Les soirs où Cynthia ne rentre pas, tout part à vau-l'eau. Les devis et les factures s'entassent, les portes blindées restent dans l'atelier, le réfrigérateur fait la tronche, et la bière est surcotée au CAC 40 pour cause de dévastation des stocks à la supérette du coin.
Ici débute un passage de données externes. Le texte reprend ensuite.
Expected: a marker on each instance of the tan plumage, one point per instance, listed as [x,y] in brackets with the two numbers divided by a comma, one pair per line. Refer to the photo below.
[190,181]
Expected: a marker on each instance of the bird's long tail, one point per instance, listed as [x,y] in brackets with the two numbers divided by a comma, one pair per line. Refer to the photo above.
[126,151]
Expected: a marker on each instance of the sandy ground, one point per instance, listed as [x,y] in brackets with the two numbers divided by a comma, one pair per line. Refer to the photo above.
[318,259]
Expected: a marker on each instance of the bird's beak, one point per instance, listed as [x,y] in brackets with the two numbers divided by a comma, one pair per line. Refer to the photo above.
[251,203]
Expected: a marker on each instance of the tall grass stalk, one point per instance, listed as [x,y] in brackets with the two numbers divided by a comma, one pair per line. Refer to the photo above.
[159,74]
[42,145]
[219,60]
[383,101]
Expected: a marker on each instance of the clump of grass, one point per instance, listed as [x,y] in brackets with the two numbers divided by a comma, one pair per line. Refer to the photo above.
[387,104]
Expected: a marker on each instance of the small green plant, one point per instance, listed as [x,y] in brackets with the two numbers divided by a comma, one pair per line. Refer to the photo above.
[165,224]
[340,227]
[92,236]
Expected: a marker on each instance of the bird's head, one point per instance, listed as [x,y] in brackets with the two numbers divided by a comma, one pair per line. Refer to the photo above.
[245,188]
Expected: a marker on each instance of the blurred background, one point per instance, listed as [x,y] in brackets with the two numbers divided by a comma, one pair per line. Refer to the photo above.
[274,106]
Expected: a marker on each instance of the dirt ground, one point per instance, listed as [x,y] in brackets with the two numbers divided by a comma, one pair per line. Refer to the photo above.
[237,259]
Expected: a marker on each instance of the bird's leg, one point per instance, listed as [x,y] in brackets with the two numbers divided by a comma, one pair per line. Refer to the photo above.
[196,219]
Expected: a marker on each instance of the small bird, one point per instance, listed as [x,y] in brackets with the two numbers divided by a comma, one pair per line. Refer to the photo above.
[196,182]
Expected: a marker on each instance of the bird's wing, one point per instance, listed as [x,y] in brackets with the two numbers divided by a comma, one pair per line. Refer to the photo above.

Et puis le lendemain soir, ou le surlendemain, ou trois jours plus tard, Cynthia lui envoie une flopée de textos comme quoi Pedro s'ennuie de moi, ou qu'elle a des places pour le cirque qui vont être perdues si on n'y va pas, ou n'importe quoi d'autre. Après cinquante textos de tergiversations paternelles, elle sera derrière la porte parce qu'elle avait besoin du pyjama de Pedro, ou de l'ours de Pedro, ou du livre préféré de Pedro, tu sais, celui ou la coccinelle tombe amoureuse du puceron, le tintouin.
Et ce sera comme si les pires injures n'avaient pas été échangées, comme si les casse-toi, ou pauvre type, ou salope, n'avaient pas traversé le salon. La soirée sera tout engluée de Florent chéri, je peux pas vivre sans toi, ni moi, faut qu'on pale davantage, t'as raison, le joli fatras. Et c'est un couple d'ados énamourés qui rentrera au bercail après avoir conclu la soirée au restaurant - rapport au réfrigérateur sidéralement vide.
Pendant ce temps-là, j'endormirai Pedro, s'il est là, en lui lisant un livre, j'écrirai quelques lignes, et je tâcherai de roupiller vitre fait, avec un oreiller sur la tête, histoire que leurs couinements interdits aux moins de douze ans ne me réveillent pas quand ils rentreront.